日々の業務に追われる中で、自社の強み・弱みが分からなくなってしまったり、後継者の事業承継の際に代々の思いや歴史を上手く伝える方法が見つからない等のお悩みはないだろうか?社歴を整理し、目に見えない経営資産を可視化することでそれが解決策に繋がることもある。創業100余年を迎える老舗料亭の知恵の経営報告書への取り組みを取材した。

 
 

古来、茶の名産地と知られ、今も懐かしい里山の原風景を残す宇治田原町。早蕨山荘 赤政はここで明治末期から続く老舗料亭だ。

「最近は食の多様化から様々な業態の飲食店が増えていますが、本来は美味しいものを食べる場所。料理、もてなし、設え全てでここならではの本物をご提供します」とは五代目を継ぐ福永隆至さん。家業に入ったのは5年前のことで、現店主の父・善夫さんが「この10年が最も厳しい時期だった」という通り、地元に宴会のできる料理店の出店等が重なり、不景気の中で顧客を分け合う状況が続いていた。地元商工会の経営支援員から知恵の経営報告書の作成勧められたのはそんな時。後継者として、現状の打開策と進むべき方向性に頭を悩ませていた隆至さん。目に見えない財産(知恵)を「報告書」にまとめることで赤政の現状を客観的に把握し、打開策を見出せるかもしれないと考え提案を受け入れた。

 

作業は店の歴史を紐解くことから始まった。創業年月日からメニューの変遷、各時代の大きな出来事を年表にまとめ、サービスや事業内容を改めて確認しながら問題点や強みを探る。何せ百余年の歴史を有す店。古い文献までも調べる作業になったが、改めて様々な強みに気付くことに繋がった。

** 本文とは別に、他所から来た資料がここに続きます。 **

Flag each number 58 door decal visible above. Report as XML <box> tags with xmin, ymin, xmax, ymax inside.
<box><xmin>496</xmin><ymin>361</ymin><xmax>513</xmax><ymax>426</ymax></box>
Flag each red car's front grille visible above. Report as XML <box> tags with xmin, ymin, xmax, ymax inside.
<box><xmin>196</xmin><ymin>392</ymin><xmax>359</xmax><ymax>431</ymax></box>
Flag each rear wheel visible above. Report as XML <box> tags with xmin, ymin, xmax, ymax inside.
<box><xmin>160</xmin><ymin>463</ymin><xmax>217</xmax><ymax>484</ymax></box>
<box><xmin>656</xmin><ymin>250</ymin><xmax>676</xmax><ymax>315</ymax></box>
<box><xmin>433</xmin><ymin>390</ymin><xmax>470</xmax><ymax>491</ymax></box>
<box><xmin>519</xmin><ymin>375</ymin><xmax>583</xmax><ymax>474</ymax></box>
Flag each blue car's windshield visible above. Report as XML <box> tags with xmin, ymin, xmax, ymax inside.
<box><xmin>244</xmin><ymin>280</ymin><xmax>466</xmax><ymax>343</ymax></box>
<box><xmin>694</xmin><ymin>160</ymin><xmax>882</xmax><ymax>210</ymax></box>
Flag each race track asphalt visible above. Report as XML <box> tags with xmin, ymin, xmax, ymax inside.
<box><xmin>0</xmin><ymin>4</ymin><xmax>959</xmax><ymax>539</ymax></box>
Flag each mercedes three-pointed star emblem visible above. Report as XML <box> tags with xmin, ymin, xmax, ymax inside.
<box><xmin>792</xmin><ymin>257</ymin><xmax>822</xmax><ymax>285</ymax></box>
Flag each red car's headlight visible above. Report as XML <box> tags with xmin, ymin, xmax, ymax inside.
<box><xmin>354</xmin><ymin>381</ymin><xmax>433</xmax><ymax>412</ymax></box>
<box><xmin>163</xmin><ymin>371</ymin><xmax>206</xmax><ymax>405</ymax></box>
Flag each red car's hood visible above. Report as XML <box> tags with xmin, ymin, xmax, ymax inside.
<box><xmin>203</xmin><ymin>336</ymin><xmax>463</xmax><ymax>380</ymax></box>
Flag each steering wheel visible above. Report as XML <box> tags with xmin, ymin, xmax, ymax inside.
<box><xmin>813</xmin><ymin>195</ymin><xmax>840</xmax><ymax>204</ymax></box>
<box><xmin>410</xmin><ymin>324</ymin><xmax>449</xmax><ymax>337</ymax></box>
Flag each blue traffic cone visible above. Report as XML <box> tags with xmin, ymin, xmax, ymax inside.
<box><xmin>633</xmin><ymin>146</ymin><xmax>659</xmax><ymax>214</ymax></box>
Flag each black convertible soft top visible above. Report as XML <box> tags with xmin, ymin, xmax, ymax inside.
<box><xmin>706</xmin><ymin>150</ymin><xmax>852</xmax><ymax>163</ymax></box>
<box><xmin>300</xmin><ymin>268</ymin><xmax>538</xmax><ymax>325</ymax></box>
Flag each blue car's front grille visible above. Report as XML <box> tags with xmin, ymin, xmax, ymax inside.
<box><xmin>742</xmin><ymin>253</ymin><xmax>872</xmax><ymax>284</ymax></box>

例えば創業以来の名物「ぼたん鍋」の旨さもその一つ。一般的にぼたん鍋は猪肉の臭みをおさえるため出汁に赤味噌が使われるが、同店では臭みのない天然猪肉の芳醇な風味を生かす白味噌仕立てで供する。さらに、その美味しさの源泉を探ると、過去に自店で猪を解体していたノウハウが素材を仕入れる際の「目利きの技」として伝承されており、高品質な商品提供の基礎となっていた。

こうして仕入れた食材を料理に仕立てるノウハウもさることながら、それを頂く空間も特別なものだった。同店は元々、料理旅館として創業したため建物は旅館造りで、隆至さんはそんな昔ながらの日本家屋をかねがね「古臭い」と感じていたそうだ。しかしゲストを癒すゆったりした雰囲気は、旅人を暖かく迎え入れてきたもてなしやその心が無形の財産として受け継がれているからこそ。「一代で百年の歴史は作れない」ーー歴史の重みを受け止めた隆至さん。その魅力を守り伝えていく決意を強くした。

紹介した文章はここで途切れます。